Yes, we are to see value in ourselves and in our work. But that value is to flow from the ultimate worth-ship of our Creator, who created us in His image and declared that, behold, we are very good. And we are to always remember that our value is only because He has made it so: apart from His grace, we are in a state of abject wretchedness. The women in my therapy group are only feeling the reality of their condition! When my self-esteem is low, I return to the truths of Scripture and believe, even when my heart doesn't feel like it. I believe that God is God, and I am not. I believe that I ought to esteem myself lowly. And I believe that by His good pleasure and grace, He has placed me a little lower than the angels, nay, has clothed me in the righteousness of His Son and adopted me as a co-heir of heaven.

How could listing my positive qualities, filthy rags such as they are, possibly compare with the inestimable riches and beauty of the crown of life? What positive self-talk could I possibly craft to encourage me more than to say I am a daughter of El-Shaddai? When my spirit groans in this fallen world, may I not yield to therapeutic self-centeredness, but may the Lord help me to cast my eyes heavenward, to cry "Come quickly, Lord Jesus!" and to be faithful by His grace until He does.

5 comments:

Jess R. Monnette said...

Elizabeth,

Wonderful post. When are you going to write a book about this? I think you should.

You can add an appendix for men entitled "Just grow a pair." Joel and I could ghost write it for you.

Seriously though - most true self loathing turns out to be little more than an individual's realization that he is in fact a sinner. That is a reality that cannot be cured by any amount of verbal self worth sugarcoating. It demands Christ.

Cheers,

JRM

Elizabeth said...

Jess, Joel and I simultaneously said "I miss him/them!" when I told him you had left a comment here. Thanks for your thoughts...if I can round up enough material for a book, I'd love to write one. Know anyone who would publish it?

Ken said...

That's funny, when I read this I also thought "Elizabeth needs to keep exercising those writing talents." You are a good writer. And I don't say this to boost your self-esteem!
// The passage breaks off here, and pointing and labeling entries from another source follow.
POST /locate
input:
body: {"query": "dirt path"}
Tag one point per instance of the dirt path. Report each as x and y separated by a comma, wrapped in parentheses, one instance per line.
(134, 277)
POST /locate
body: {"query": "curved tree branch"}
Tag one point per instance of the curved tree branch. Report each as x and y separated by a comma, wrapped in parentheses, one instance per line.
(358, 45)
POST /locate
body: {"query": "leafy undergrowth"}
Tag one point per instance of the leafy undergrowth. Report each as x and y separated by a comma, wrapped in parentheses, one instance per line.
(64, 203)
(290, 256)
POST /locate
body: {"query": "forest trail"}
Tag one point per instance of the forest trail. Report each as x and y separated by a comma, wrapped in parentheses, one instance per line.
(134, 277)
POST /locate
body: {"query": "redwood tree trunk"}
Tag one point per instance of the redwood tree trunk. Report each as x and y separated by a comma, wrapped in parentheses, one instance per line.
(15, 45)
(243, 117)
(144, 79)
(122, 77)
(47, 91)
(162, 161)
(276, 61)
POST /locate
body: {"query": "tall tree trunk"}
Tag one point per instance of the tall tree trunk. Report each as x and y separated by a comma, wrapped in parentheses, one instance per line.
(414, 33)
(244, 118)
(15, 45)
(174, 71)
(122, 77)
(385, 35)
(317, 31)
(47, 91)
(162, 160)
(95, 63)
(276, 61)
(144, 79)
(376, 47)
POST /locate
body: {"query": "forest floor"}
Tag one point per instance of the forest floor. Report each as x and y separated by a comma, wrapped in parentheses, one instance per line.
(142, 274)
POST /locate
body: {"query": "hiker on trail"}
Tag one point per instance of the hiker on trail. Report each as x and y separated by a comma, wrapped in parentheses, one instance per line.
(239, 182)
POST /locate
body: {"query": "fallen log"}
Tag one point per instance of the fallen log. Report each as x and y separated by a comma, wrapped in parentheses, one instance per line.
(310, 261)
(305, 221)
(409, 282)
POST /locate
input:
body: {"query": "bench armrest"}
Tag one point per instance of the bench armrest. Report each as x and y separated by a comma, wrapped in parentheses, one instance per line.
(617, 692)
My other thought is that applying the gospel within your vocation is (probably) simultaneously very straightforward and very difficult. I pray God expands your wisdom and effectiveness.

Elizabeth said...

Thanks for visiting, Ken! You are right...there is usually a running commentary in my head about how I would LIKE to incorporate Scriptural truths into therapy, and then there is the brainwashed psychologist part of me that is looking over her shoulder for the APA ethics board. And then I get to wondering whether this split personality thing is diagnosable...

Dad said...

Thank heavens for the Christian placed in the right circumstances by the hand of God... there is a GOOD perspective to be maintained by the discerning and God-fearing psychologist that will do much good in this world, one soul at a time.